I do believe that we have had watermelon everyday this summer. It is one of my favorite summertime treats. When I buy a watermelon and bring it home… I immediately cut it into small triangles and store them in the fridge so that we can grab a piece easily.
I thought it might be a great time of year to tell you all the health benefits of watermelon, share a few interesting facts that you might not know about watermelon and maybe give some tips on how to choose a watermelon when you are at the produce market.
- 46 calories per cup
- Each serving has 20 percent of your daily vitamin C
- 17 percent of your daily vitamin A
- Both Vitamin A and C are needed for strong immunity
- Provides potassium, which helps steady blood pressure
- The pink inside of the watermelon is loaded with lycopene, plant pigment that is linked to lower rates of heart disease and certain cancers
- Lycopene has also been shown to decrease chances of sun-damage to skin
What are some things I do with Watermelon in the summer?
- Cut it into triangles and eat about 4 times a day as a snack
- Add it to smoothies
- Grill it with a bit of olive oil and salt and pepper
- Make a salsa to eat over fish or chicken
- Add slices to a salad instead of tomatoes. Really yummy with arugula!
Things you might not know about watermelon:
- Did you know that you can eat the seeds of a watermelon? Toast them and sprinkle with spices. Great source of fiber, protein and magnesium.
- When choosing a watermelon at the market, the heavier the melon…. the juicier the slices.

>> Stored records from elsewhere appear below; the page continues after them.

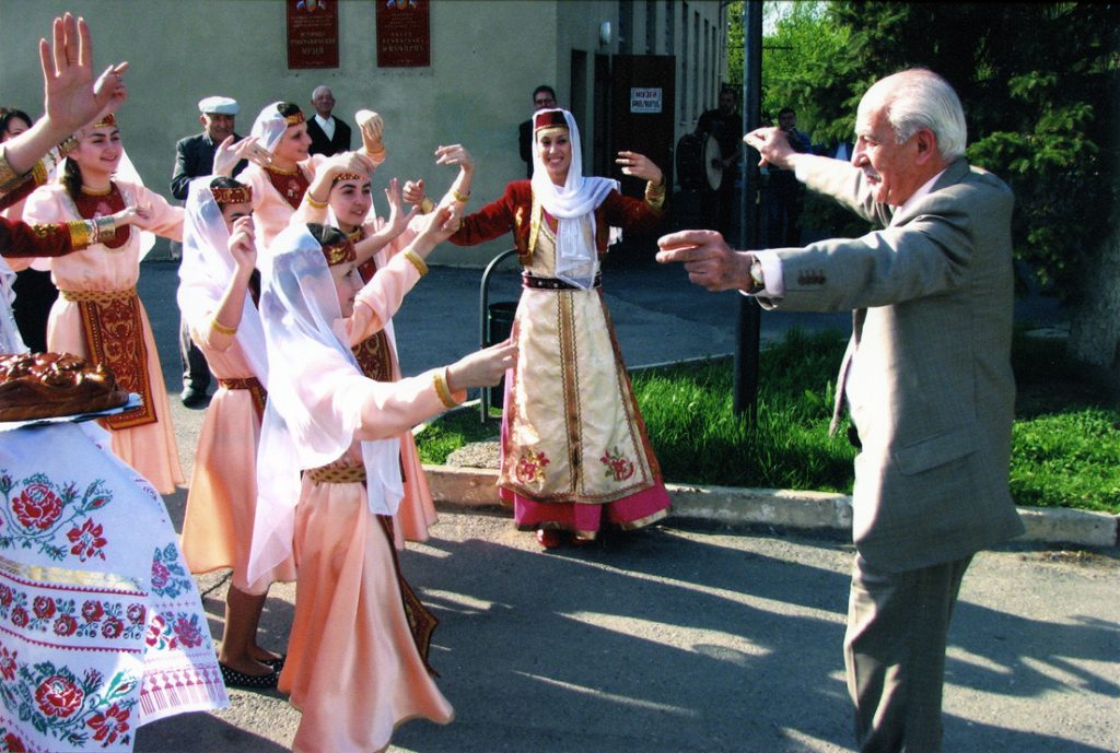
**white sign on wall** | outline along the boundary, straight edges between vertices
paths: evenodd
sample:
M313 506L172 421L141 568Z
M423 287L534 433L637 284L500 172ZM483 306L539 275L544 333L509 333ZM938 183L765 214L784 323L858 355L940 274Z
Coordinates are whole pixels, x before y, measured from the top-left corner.
M659 113L661 112L661 87L631 88L631 112L632 113Z

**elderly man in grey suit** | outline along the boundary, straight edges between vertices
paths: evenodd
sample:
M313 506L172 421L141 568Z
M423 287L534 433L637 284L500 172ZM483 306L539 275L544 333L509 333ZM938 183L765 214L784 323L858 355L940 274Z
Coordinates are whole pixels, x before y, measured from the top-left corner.
M848 690L860 751L928 753L961 578L976 552L1023 531L1007 486L1012 197L964 160L960 101L928 70L872 85L856 137L850 163L796 153L777 129L744 141L883 229L762 252L684 230L657 258L767 309L853 311L837 389L861 443Z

- Look for watermelons that have a slight yellow spot… that means that they have been allowed to be left on the ground and ripen completely before it picked. If there is no yellow spot then the watermelon may not be fully ripe.
- If you store an uncut melon at room temperature for a few days it will raise the lycopene levels by up to 20 %.
Enjoy the summer and enjoy some watermelon too! Have a TRIANGLE…..or two!
**Some of the information I gathered came from……. The Flexitarian Diet by: Dawn Jackson Blatner and an article on watermelon I read last summer by Cristina Tudino.